Public library in Scottsbluff, Nebraska, U.S.

Lied Scottsbluff Public Library is the public library of Scottsbluff, Nebraska, United States. It was formed in 1917 and moved into its first permanent building in 1922, a Carnegie library. The current library opened in 1966.
== History ==

Lied Scottsbluff Public Library was originally announced in 1914 and was developed by the Woman's Club of Scottsbluff. While the city had attempted to secure a library years prior, it wasn't until 1914 that Andrew Carnegie announced that he would financially support the construction of one. Development endured several delays before a site was chosen in 1920. The building was completed in 1922, following two years of construction, and the library officially opened the following month. The library underwent a major expansion in 1936 within the same style.

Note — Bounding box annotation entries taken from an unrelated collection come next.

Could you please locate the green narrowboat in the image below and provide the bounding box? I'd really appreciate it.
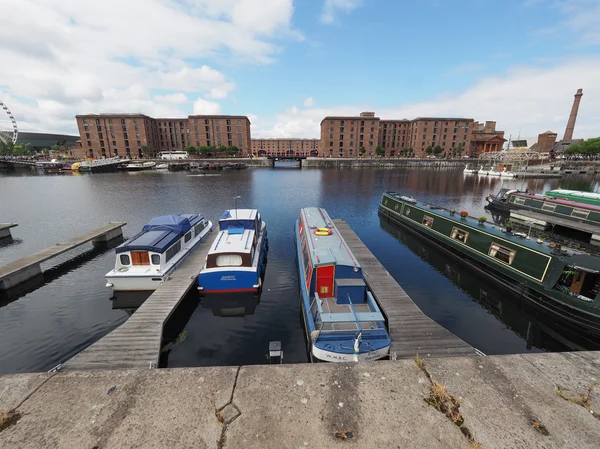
[379,192,600,338]
[545,189,600,206]
[487,189,600,226]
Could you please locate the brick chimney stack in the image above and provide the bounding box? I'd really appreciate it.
[563,89,583,140]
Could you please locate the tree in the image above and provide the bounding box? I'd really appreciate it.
[565,137,600,156]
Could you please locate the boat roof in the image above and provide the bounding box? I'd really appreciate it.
[219,209,258,221]
[115,214,203,254]
[386,192,600,261]
[546,189,600,199]
[208,228,254,254]
[300,207,360,268]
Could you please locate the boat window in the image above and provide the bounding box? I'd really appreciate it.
[194,221,205,235]
[488,243,517,265]
[217,254,242,267]
[542,203,556,212]
[450,228,469,243]
[571,209,590,218]
[165,240,181,262]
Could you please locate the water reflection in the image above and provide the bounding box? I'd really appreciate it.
[380,217,600,351]
[200,293,260,318]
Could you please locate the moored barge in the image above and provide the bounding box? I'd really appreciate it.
[295,207,391,362]
[379,192,600,338]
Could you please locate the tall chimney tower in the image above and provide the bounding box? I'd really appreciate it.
[563,89,583,140]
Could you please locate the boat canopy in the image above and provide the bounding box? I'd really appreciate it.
[115,214,203,254]
[142,214,202,233]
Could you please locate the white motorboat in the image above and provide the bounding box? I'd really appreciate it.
[125,161,156,171]
[105,214,212,291]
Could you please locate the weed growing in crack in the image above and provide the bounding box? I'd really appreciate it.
[556,382,600,420]
[415,354,484,449]
[0,410,22,432]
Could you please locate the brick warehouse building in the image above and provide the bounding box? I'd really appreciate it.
[73,114,251,158]
[319,112,506,157]
[252,139,319,157]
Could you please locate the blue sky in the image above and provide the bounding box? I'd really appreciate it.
[0,0,600,137]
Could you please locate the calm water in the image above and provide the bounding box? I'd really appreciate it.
[0,168,597,373]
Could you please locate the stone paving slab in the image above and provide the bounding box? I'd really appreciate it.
[0,352,600,449]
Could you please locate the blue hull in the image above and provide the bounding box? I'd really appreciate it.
[198,230,268,293]
[294,220,391,362]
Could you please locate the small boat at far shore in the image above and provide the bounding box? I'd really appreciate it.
[125,161,156,171]
[105,214,212,291]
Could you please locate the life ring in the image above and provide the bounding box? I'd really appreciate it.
[315,228,333,236]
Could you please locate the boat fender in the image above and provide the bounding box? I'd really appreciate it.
[315,228,333,236]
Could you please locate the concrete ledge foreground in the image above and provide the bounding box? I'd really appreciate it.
[0,352,600,449]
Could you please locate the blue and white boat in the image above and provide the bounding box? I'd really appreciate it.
[105,214,212,291]
[295,207,390,362]
[198,209,268,293]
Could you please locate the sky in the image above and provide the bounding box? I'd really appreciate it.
[0,0,600,138]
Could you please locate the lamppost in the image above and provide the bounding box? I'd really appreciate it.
[233,196,241,220]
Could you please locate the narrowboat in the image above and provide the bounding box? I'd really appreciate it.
[105,214,212,291]
[295,207,391,362]
[379,192,600,338]
[545,189,600,206]
[198,209,268,293]
[487,189,600,226]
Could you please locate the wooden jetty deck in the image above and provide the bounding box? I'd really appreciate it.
[333,220,482,359]
[0,223,126,290]
[0,223,19,240]
[62,229,218,370]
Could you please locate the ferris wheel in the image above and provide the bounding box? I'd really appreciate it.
[0,100,19,143]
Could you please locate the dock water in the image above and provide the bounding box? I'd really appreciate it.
[333,220,481,359]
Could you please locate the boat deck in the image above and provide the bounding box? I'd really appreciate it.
[321,298,377,331]
[62,229,217,370]
[510,209,600,234]
[333,220,481,359]
[0,223,126,290]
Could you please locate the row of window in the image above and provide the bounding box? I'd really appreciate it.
[418,214,517,265]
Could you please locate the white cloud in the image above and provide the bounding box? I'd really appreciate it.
[194,98,221,115]
[252,56,600,138]
[320,0,362,24]
[0,0,302,132]
[304,97,315,108]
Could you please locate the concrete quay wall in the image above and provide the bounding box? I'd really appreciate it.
[302,157,478,168]
[0,352,600,449]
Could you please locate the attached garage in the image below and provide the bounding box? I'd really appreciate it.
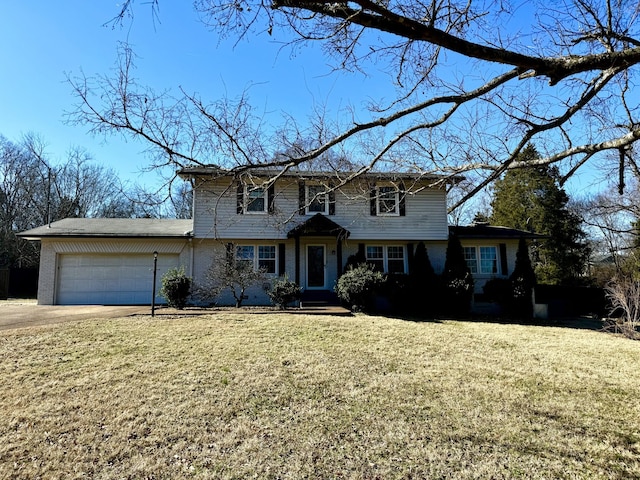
[21,218,192,305]
[56,253,180,305]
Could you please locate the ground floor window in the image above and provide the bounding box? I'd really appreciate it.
[464,246,498,275]
[366,245,406,273]
[236,245,276,273]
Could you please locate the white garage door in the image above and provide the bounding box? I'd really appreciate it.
[56,254,179,305]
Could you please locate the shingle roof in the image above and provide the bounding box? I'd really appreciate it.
[18,218,193,240]
[178,166,462,183]
[287,213,350,239]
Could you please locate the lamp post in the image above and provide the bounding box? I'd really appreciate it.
[37,156,51,228]
[151,251,158,317]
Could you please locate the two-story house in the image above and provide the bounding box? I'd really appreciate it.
[21,167,540,305]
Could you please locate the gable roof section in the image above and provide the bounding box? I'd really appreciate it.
[287,213,351,239]
[18,218,193,240]
[177,166,463,184]
[449,224,547,240]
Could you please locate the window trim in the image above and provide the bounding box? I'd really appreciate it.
[376,185,400,217]
[242,184,269,215]
[234,243,279,275]
[364,244,408,274]
[304,183,329,215]
[463,245,500,275]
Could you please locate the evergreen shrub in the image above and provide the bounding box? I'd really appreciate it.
[334,264,384,311]
[160,267,192,310]
[267,275,302,310]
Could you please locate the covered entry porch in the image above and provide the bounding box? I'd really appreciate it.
[287,213,350,304]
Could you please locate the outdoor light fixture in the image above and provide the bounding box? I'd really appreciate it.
[151,251,158,317]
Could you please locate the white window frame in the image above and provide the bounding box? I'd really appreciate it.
[463,245,500,275]
[304,183,329,215]
[235,244,278,275]
[242,185,269,215]
[365,245,407,273]
[376,185,400,217]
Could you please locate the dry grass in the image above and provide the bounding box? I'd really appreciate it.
[0,312,640,479]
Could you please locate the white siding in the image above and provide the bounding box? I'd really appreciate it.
[38,238,191,305]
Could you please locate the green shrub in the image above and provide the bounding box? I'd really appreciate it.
[335,264,384,311]
[267,275,302,309]
[442,235,474,315]
[160,267,192,310]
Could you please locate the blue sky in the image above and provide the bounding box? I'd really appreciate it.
[0,0,381,188]
[0,0,604,197]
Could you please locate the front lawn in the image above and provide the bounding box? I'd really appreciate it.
[0,312,640,479]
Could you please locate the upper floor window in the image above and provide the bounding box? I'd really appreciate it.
[237,182,274,214]
[305,185,329,215]
[370,185,405,217]
[236,245,276,273]
[298,180,336,215]
[365,245,406,273]
[464,246,498,275]
[245,185,267,213]
[377,187,400,215]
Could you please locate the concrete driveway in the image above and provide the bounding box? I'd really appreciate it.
[0,300,151,330]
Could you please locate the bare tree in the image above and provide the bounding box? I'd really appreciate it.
[69,0,640,211]
[196,244,267,308]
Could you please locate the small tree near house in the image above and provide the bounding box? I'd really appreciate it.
[160,267,192,310]
[198,243,267,308]
[442,235,474,314]
[409,242,438,314]
[509,238,536,318]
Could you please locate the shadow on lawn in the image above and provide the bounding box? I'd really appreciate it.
[387,314,605,331]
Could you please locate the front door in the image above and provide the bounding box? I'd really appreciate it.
[307,245,326,289]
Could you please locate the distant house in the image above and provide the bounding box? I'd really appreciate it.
[21,171,540,305]
[449,223,545,295]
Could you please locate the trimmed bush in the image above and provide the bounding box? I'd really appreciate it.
[334,264,384,312]
[442,235,474,315]
[267,275,302,310]
[160,267,192,310]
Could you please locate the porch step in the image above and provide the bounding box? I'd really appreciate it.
[300,290,340,308]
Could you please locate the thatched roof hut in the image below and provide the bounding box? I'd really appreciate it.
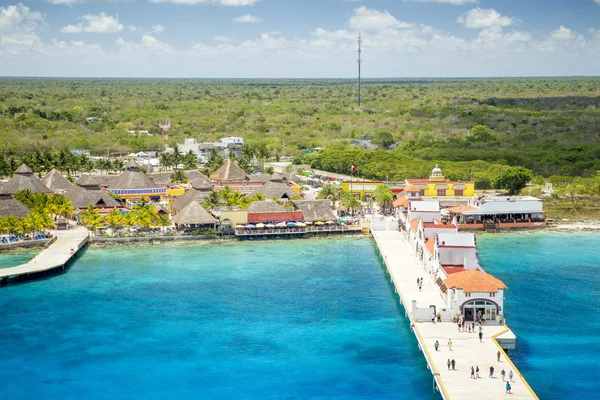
[292,200,337,222]
[0,194,29,218]
[42,169,73,194]
[0,164,52,195]
[75,175,119,187]
[65,186,121,210]
[210,159,250,182]
[246,200,290,214]
[110,165,158,190]
[171,188,210,214]
[252,181,298,200]
[173,201,218,228]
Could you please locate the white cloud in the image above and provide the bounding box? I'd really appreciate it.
[217,0,260,7]
[456,7,514,28]
[0,3,43,32]
[348,6,413,30]
[405,0,476,6]
[550,25,575,40]
[233,14,263,23]
[115,35,174,58]
[150,0,260,7]
[60,13,123,33]
[48,0,135,6]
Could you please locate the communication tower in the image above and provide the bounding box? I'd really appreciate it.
[158,121,171,147]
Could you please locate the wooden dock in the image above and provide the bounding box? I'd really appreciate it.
[0,227,88,284]
[235,225,362,240]
[371,220,538,400]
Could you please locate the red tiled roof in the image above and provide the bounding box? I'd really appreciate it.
[425,238,435,255]
[410,218,419,232]
[248,211,302,223]
[404,185,421,193]
[423,222,456,229]
[444,269,507,293]
[394,196,408,208]
[442,267,466,275]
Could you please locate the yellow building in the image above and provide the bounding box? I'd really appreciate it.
[342,180,383,201]
[406,164,475,198]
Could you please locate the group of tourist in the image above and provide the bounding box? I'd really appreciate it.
[433,338,514,394]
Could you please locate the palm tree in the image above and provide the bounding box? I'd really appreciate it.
[340,193,362,216]
[81,204,104,235]
[202,191,221,210]
[106,208,124,236]
[171,169,188,183]
[172,145,183,170]
[373,185,394,214]
[156,214,171,233]
[317,185,340,209]
[183,150,198,170]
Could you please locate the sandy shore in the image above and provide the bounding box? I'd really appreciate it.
[546,221,600,231]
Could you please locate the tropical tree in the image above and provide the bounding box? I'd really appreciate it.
[492,167,533,195]
[183,150,198,170]
[373,185,394,214]
[340,193,362,216]
[202,191,221,210]
[105,208,124,236]
[171,169,188,183]
[81,204,104,234]
[155,214,171,233]
[317,184,340,209]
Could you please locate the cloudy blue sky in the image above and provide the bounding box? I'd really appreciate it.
[0,0,600,78]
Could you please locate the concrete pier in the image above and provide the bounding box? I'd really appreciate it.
[0,227,88,283]
[371,220,538,400]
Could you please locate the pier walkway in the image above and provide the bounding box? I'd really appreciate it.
[371,219,538,400]
[0,227,88,283]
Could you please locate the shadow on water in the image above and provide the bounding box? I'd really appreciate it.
[0,243,89,287]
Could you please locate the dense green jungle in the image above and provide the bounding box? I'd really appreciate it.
[0,77,600,188]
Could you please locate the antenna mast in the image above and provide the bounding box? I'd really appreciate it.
[358,32,362,107]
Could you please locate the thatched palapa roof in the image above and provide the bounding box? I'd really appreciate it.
[292,200,337,222]
[0,194,29,218]
[173,201,217,225]
[42,169,73,193]
[110,166,158,189]
[252,182,298,200]
[210,159,250,182]
[246,200,290,214]
[65,186,121,209]
[171,188,210,213]
[75,175,119,186]
[0,164,52,195]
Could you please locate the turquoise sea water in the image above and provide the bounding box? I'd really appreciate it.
[477,232,600,400]
[0,250,38,268]
[0,237,432,400]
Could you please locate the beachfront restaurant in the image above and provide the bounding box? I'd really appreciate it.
[448,196,546,229]
[443,269,507,323]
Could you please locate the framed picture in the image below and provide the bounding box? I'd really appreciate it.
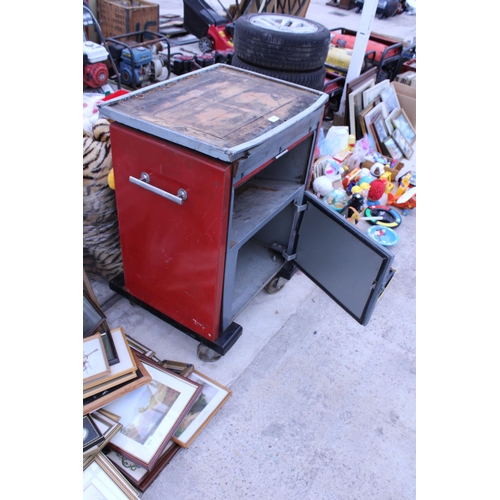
[363,80,390,108]
[83,348,152,415]
[392,109,417,144]
[344,67,377,129]
[83,453,139,500]
[83,415,104,452]
[83,410,122,459]
[385,109,399,135]
[83,292,106,337]
[83,333,111,385]
[372,113,391,145]
[349,77,375,139]
[104,353,202,470]
[363,102,387,146]
[125,334,194,377]
[392,128,413,159]
[83,328,137,398]
[107,441,182,493]
[384,136,403,160]
[172,370,232,448]
[380,83,401,114]
[358,103,375,136]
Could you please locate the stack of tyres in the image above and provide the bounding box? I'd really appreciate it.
[231,13,331,90]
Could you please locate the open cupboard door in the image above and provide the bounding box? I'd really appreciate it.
[295,193,394,325]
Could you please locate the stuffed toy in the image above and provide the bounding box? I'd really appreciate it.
[83,118,123,281]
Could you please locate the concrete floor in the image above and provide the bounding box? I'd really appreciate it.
[88,4,416,500]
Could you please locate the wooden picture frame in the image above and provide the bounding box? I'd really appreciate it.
[83,410,123,459]
[392,109,417,145]
[372,113,391,146]
[83,291,106,337]
[363,102,387,146]
[392,128,413,160]
[83,353,152,415]
[83,415,104,453]
[363,80,390,108]
[107,441,182,493]
[358,103,375,136]
[385,109,399,135]
[348,77,375,140]
[380,83,401,114]
[104,352,202,470]
[384,135,404,161]
[83,453,139,500]
[344,67,377,128]
[172,370,233,448]
[83,327,137,398]
[83,333,111,386]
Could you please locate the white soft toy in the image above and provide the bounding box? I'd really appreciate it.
[313,175,333,196]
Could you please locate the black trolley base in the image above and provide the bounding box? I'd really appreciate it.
[109,273,243,356]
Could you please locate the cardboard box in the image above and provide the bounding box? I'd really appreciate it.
[392,82,417,130]
[97,0,160,41]
[361,158,405,182]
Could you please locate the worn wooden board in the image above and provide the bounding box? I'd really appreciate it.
[99,65,321,149]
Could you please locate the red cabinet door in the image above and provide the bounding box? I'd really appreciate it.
[111,123,232,341]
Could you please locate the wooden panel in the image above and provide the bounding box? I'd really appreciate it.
[104,66,319,148]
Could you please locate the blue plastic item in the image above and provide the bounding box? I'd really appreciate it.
[368,226,399,247]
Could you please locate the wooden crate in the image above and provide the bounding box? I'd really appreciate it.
[97,0,160,41]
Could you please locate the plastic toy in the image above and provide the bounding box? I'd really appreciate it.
[365,205,402,227]
[313,175,333,196]
[368,226,399,247]
[367,179,385,201]
[387,172,417,209]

Due to the library's small size, a new library was announced in 1965. Also done in attempt to make Scottsbluff a major regional library provider, the library was more than double the size of the previous. The library officially opened on September 17, 1966 and was dedicated November of that same year. The previous library closed and was converted into the West Nebraska Arts Center in 1969. It was later listed on the National Register of Historic Places in September 3, 1981. The current library underwent a major expansion in 2010, adding a children's library to the East of the building.

== Architecture ==
The original Scottsbluff Public Library was a Carnegie library designed by architect Robert A. Bradley in the Classical Revival architectural style. The expansion was built in the same style and was designed by architect Otto John Hehnke. The current library was designed by Stanley J. How and Associates, with its expansion designed by Leo A. Daly.